In compliance with the requirement of Section 3506(c)(2)(A) of the Paperwork Reduction Act of 1995 for opportunity for public comment on proposed data collection projects, the Centers for Disease Control and Prevention (CDC) will publish periodic summaries of proposed projects. To request more information on the proposed projects or to obtain a copy of the data collection plans and instruments, call 404-639-5960 or send comments to Maryam I. Daneshvar, CDC Acting Reports Clearance Officer, 1600 Clifton Road, MS-D74, Atlanta, GA 30333 or send an e-mail to email@example.com.
Comments are invited on: (a) Whether the proposed collection of information is necessary for the proper performance of the functions of the agency, including whether the information shall have practical utility; (b) the accuracy of the agency's estimate of the burden of the proposed collection of information; (c) ways to enhance the quality, utility, and clarity of the information to be collected; and (d) ways to minimize the burden of the collection of information on respondents, including through the use of automated collection techniques or other forms of information technology. Written comments should be received within 60 days of this notice.

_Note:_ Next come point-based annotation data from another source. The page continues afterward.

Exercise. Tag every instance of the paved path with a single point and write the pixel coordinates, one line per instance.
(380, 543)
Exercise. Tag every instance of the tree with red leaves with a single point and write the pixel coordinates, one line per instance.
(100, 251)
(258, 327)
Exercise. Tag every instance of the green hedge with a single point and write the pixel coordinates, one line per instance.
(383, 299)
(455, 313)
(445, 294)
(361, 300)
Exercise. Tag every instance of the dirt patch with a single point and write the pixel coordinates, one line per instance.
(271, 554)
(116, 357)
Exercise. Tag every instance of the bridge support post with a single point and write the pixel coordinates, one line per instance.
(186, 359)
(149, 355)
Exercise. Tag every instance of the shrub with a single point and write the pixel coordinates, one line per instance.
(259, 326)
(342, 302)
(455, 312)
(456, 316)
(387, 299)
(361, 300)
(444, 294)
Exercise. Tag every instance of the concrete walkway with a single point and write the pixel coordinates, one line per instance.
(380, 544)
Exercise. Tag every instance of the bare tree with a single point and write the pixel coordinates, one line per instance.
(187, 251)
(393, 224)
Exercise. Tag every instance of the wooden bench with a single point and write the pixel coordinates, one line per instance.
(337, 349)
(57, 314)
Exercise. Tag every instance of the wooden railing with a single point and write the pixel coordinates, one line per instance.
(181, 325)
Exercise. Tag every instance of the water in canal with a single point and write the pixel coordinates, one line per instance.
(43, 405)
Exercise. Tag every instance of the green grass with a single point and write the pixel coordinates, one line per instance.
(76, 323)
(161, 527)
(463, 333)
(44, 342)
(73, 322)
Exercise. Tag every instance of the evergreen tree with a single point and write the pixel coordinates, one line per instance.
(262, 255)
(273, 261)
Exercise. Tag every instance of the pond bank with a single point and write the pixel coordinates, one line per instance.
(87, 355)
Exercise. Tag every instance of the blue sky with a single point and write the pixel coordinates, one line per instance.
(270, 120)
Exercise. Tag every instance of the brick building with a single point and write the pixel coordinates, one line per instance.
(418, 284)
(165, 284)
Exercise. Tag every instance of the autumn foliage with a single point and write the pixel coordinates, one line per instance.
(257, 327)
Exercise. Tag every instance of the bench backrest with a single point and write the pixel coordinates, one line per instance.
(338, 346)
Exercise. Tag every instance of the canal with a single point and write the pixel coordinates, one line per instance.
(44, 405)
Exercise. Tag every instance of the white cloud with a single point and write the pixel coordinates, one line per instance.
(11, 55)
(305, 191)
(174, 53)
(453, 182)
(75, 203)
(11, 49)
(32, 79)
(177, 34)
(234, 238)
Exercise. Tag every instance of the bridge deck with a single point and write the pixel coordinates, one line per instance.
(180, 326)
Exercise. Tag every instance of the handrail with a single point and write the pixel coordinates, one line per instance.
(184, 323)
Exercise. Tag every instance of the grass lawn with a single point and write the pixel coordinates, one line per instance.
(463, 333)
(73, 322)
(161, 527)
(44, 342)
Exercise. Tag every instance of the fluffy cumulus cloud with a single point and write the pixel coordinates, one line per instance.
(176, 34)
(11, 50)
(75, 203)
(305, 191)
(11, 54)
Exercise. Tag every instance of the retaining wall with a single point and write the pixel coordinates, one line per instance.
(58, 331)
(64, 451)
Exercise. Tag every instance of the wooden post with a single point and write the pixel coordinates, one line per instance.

National Adult Tobacco Survey (NATS)—New—National Center for Chronic Disease Prevention and Health Promotion (NCCDPHP), Centers for Disease Control and Prevention (CDC).
Background and Brief Description
Despite the high level of public knowledge about the adverse effects of smoking, tobacco use remains the leading preventable cause of disease and death in the United States. Tobacco use results in approximately 440,000 deaths annually, including approximately 38,000 deaths from secondhand smoke exposure. Adults who smoke contribute to $92 billion annually in lost worker productivity, and die an average of 14 years earlier than nonsmokers. Although the prevalence of current smoking among adults decreased significantly from 1998 to 2007 in 44 states, the District of Columbia, and Puerto Rico, only one state and one territory have met Healthy People 2010 targets for reducing adult smoking prevalence to 12%, and six states have shown no substantial changes in prevalence after controlling for age, sex, and race/ethnicity.
The National Tobacco Control Program (NTCP) was established by CDC to help reduce tobacco-related Start Printed Page 27145disease, disability, and death. The NTCP's four goal areas are: (1) The prevention of initiation of tobacco use among young people, (2) the elimination of nonsmokers' exposure to secondhand smoke, (3) the promotion of quitting among adults and young people, and (4) the elimination of tobacco-related disparities.
CDC proposes to conduct the National Adult Tobacco Survey (NATS) in order to collect essential information on key indicators of the effectiveness for the NTCP. The NATS will be a one-time, stratified, random-digit dialed telephone survey of non-institutionalized adults 18 years of age and older. In order to yield results that are representative and comparable at both national and state levels, information will be collected from 3,000 respondents per state and the District of Columbia. In addition, a total of approximately 3,000 interviews will be conducted specifically from a national sample of cell phone users in an attempt to include the growing population of households that exclusively use cell phones and would be missed in a survey relying only on land-lines.
Information collected through the NATS will be used to: (1) Generate state-level estimates of tobacco use for males and females, (2) generate state-level estimates of tobacco use for minority groups comprising a major component of a given state's population, (3) develop estimates of tobacco use at the national level by gender and race/ethnicity, and (4) support the evaluation of comprehensive state-based Tobacco Control Programs using key outcome indicators at the state and national levels. Study results will have significant implications for the development of policies and programs aimed at preventing or reducing tobacco use. There are no costs to respondents except their time.
|Type of respondent||Form name||Number of respondents||Number of responses per respondent||Average burden per response (in hours)||Total burden (in hours)|
|Adults ages 18 or older||National Adult Tobacco Survey||156,000||1||22/60||57,200|
Dated: June 1, 2009.
Maryam I. Daneshvar,
Acting Reports Clearance Officer, Centers for Disease Control and Prevention.